= 1977 New Zealand National Soccer League =

The 1977 New Zealand National Soccer League was the eighth season of a nationwide round-robin club competition in New Zealand football. An expansion by two teams meant that it was the first year in which twelve teams took part. Prize money was significantly increased for the top three clubs, and the number of teams relegated increased from one to three, these being automatically replaced by the winners of the three regional leagues.

==Promotion and relegation==
With an expanded league, there was no promotion and relegation play-off series for 1977 league places. Gisborne City, relegated in 1976, returned to the regional league, and three new teams took their place. These were the winners of the northern, central, and southern leagues (Hamilton, Nelson United, and Dunedin City respectively).

==Team performance==
No one team dominated the 1977 league, which was won narrowly by North Shore United over Stop Out. Shore ran hot and cold, with a string of six wins early in the season followed by a string of lacklustre performances which saw them slide down the table. Hutt Valley's Stop Out showed a marked improvement from the previous season, when they only narrowly avoided relegation. Trans Tours Christchurch United also rebounded from the previous year's poor showing. Newcomers Hamilton (soccer) completed the top four. Two-thirds of the way through the season they were leading, but one win in their last seven games ended their title challenge.

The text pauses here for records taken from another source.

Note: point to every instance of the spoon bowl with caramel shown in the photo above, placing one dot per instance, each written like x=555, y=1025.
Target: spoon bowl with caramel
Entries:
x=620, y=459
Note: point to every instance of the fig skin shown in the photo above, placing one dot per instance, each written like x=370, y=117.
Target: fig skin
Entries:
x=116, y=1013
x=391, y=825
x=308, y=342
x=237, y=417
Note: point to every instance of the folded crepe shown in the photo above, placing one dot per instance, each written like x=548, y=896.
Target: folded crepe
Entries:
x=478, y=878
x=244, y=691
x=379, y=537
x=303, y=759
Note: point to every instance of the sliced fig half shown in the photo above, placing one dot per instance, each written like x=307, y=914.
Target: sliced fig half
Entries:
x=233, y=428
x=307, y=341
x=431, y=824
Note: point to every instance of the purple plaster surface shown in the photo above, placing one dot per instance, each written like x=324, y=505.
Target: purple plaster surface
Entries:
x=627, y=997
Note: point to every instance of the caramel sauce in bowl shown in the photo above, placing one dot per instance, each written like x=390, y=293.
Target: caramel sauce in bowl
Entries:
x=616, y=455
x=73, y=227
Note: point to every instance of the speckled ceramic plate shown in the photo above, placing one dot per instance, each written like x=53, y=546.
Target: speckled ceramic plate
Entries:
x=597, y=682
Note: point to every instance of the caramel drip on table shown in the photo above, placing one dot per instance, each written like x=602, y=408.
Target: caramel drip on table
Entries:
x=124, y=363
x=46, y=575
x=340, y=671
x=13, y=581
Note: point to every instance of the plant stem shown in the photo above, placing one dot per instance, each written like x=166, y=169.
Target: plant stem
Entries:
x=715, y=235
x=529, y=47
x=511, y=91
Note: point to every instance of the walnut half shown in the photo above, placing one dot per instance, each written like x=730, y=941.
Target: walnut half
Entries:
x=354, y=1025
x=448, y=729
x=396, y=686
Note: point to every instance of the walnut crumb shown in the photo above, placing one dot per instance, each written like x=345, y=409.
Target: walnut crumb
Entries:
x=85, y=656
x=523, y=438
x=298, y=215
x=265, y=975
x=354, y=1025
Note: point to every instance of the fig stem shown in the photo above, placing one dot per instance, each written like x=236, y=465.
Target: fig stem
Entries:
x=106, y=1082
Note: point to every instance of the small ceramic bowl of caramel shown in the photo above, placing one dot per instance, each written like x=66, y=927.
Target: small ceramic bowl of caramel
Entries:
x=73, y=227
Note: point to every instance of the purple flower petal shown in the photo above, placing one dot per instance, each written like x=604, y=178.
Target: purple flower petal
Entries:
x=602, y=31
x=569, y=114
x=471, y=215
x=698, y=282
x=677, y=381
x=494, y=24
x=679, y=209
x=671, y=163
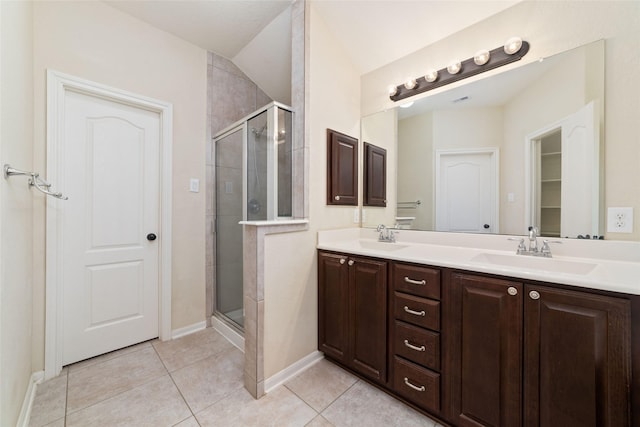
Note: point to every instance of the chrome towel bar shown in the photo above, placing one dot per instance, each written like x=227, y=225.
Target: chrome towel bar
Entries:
x=34, y=181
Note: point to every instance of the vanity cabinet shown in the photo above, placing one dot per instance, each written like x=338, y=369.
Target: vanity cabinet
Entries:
x=352, y=312
x=536, y=355
x=415, y=332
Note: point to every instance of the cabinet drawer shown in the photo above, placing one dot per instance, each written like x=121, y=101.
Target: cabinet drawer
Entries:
x=419, y=385
x=418, y=311
x=416, y=280
x=418, y=345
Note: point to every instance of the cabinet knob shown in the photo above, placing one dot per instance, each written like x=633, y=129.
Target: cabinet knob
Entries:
x=414, y=347
x=421, y=313
x=415, y=387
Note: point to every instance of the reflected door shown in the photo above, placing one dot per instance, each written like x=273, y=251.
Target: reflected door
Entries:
x=467, y=191
x=228, y=231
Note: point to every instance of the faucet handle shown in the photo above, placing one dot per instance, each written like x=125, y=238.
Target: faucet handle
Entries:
x=521, y=247
x=546, y=250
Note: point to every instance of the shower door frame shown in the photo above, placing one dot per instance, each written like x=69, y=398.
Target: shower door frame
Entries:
x=272, y=187
x=237, y=127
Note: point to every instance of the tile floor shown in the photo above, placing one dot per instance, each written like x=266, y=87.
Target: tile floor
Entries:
x=196, y=380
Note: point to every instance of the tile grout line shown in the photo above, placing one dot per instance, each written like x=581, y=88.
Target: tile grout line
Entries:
x=176, y=386
x=301, y=399
x=117, y=394
x=338, y=398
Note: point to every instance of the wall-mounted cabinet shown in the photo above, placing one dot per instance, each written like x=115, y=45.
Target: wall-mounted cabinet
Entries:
x=375, y=176
x=342, y=169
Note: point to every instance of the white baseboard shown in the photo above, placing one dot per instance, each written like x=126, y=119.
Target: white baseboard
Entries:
x=27, y=403
x=291, y=371
x=229, y=333
x=180, y=332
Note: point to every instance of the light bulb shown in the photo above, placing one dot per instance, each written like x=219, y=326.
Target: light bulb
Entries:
x=431, y=76
x=512, y=45
x=481, y=57
x=410, y=84
x=454, y=68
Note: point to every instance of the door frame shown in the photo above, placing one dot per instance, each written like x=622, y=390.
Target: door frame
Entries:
x=494, y=154
x=57, y=84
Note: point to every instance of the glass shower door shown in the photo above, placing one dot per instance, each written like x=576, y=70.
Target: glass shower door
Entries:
x=228, y=236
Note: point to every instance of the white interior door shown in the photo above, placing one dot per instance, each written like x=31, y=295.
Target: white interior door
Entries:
x=111, y=165
x=466, y=191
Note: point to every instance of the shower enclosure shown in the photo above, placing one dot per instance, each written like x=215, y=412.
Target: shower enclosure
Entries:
x=253, y=182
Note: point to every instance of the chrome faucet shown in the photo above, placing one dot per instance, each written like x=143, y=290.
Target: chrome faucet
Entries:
x=386, y=234
x=533, y=239
x=533, y=250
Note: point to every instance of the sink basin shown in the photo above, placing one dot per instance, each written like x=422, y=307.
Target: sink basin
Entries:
x=380, y=246
x=536, y=263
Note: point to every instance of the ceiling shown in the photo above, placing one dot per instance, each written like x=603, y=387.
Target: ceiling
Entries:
x=373, y=32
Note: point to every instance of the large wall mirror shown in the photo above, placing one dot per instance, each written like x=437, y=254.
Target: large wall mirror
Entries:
x=519, y=148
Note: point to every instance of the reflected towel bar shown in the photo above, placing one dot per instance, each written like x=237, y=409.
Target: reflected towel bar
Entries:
x=409, y=205
x=34, y=181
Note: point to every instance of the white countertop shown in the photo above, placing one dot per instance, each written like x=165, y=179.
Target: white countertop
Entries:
x=605, y=265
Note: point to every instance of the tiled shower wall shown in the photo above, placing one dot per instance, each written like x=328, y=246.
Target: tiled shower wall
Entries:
x=231, y=96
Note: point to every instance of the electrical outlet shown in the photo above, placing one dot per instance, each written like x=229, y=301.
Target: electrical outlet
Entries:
x=620, y=220
x=194, y=185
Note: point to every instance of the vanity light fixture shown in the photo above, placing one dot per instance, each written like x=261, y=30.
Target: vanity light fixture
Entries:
x=513, y=45
x=481, y=57
x=431, y=76
x=454, y=67
x=410, y=84
x=513, y=50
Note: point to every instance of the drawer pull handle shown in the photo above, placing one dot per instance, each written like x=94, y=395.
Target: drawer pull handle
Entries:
x=413, y=347
x=415, y=313
x=415, y=282
x=415, y=387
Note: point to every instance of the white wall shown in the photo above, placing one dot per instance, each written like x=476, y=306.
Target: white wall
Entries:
x=415, y=154
x=96, y=42
x=552, y=27
x=332, y=101
x=16, y=207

Wellington Diamond United and Mount Wellington completed the top half of the table. WDU's season was highlighted by a 7-3 win over New Brighton, a goal aggregate record for the league up until that point. The Mount's season was badly affected by the loss of players to qualifying matches for the 1978 FIFA World Cup, and a goal drought late in the season cost them dearly. Nelson United started and ended the season brightly, but the middle of the season saw a disastrous run of ten matches without a win, leaving them seventh at the season's end. They were followed by Blockhouse Bay, who recorded their lowest league position yet, largely due to the loss of key players to other sides, notably Ian and Duncan Ormond, who had moved to North Shore and Stop out respectively.

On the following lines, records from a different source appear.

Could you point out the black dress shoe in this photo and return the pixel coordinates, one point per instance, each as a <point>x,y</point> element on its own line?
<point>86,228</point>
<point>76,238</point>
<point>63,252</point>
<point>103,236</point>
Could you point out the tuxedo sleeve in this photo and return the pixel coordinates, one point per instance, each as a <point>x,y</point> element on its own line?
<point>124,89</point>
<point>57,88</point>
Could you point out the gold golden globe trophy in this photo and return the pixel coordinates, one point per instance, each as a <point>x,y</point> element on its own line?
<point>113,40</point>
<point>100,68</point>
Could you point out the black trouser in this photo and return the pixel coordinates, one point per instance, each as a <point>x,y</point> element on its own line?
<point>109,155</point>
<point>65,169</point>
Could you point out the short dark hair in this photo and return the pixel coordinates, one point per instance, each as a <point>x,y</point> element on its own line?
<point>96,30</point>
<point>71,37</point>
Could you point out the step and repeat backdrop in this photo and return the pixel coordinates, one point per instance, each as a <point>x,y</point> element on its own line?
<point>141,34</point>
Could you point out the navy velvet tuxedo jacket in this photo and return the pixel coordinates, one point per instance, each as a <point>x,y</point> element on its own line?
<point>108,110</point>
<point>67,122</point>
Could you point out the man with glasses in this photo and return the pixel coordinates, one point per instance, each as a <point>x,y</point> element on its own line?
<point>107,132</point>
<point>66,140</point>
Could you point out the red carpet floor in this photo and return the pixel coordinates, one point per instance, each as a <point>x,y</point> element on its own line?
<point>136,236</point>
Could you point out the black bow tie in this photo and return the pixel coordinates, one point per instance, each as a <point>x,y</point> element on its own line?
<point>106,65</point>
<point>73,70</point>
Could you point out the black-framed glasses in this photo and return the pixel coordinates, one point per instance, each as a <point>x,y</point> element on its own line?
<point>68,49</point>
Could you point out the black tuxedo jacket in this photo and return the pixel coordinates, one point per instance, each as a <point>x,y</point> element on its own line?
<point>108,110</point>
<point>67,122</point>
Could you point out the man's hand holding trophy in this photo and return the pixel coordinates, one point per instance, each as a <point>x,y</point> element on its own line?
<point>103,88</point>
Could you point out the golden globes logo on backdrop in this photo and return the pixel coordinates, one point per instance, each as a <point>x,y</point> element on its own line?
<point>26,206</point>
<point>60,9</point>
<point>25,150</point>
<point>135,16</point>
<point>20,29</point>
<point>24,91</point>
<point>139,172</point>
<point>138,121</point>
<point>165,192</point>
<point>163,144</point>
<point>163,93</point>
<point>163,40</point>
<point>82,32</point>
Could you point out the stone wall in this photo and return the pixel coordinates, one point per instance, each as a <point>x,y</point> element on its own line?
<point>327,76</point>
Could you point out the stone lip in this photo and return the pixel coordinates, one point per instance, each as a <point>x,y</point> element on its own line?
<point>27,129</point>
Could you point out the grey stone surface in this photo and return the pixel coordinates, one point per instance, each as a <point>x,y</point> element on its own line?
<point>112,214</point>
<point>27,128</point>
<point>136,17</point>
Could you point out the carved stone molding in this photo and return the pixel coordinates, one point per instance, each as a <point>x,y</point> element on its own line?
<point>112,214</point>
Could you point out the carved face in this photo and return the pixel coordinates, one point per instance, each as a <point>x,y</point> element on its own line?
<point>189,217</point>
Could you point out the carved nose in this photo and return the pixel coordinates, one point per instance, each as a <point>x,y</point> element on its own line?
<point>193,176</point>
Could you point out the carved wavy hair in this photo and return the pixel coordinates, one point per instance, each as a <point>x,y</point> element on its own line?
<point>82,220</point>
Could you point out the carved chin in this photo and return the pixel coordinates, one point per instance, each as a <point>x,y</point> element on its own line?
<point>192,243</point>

Eastern Suburbs finished just above New Brighton, avoiding relegation only by way of a better goal ratio. This was largely the result of two big wins by Suburbs over the Seasiders in which they had scored eleven goals in total and only had three scored against them. It was a bad year for South Island sides other than Christchurch United — New Brighton were accompanied into the regional leagues by the two Dunedin sides, Dunedin City and Caversham. City were doomed by their terrible start to the season. Nine straight losses meant they were always going to have a struggle to catch up, and despite a very strong finish to the season they failed to make up the ground. Neighbours Caversham had as forgettable an end to the season as city's start to it, failing to find the net in their last eight games.

==League table==

| Pos | Team | Pld | W | D | L | GF | GA | GR | Pts |
|---|---|---|---|---|---|---|---|---|---|
| 1 | North Shore United (C) | 22 | 14 | 3 | 5 | 37 | 25 | 1.480 | 31 |
| 2 | Stop Out | 22 | 11 | 8 | 3 | 40 | 28 | 1.429 | 30 |
| 3 | Christchurch United | 22 | 9 | 9 | 4 | 32 | 17 | 1.882 | 27 |
| 4 | Melville United | 22 | 9 | 9 | 4 | 41 | 22 | 1.864 | 27 |
| 5 | Wellington United | 22 | 8 | 7 | 7 | 41 | 31 | 1.323 | 23 |
| 6 | Mount Wellington | 22 | 8 | 7 | 7 | 27 | 21 | 1.286 | 23 |
| 7 | Nelson United | 22 | 6 | 9 | 7 | 22 | 29 | 0.759 | 21 |
| 8 | Bay Olympic | 22 | 7 | 7 | 8 | 23 | 33 | 0.697 | 21 |
| 9 | Eastern Suburbs | 22 | 6 | 5 | 11 | 31 | 36 | 0.861 | 17 |
| 10 | New Brighton (R) | 22 | 5 | 7 | 10 | 24 | 36 | 0.667 | 17 |
| 11 | Dunedin City (R) | 22 | 5 | 7 | 10 | 19 | 30 | 0.633 | 17 |
| 12 | Caversham (R) | 22 | 3 | 4 | 15 | 14 | 43 | 0.326 | 10 |

==Sources==
- Hilton, T. (1991) An association with soccer. Auckland: The New Zealand Football Association. ISBN 0-473-01291-X.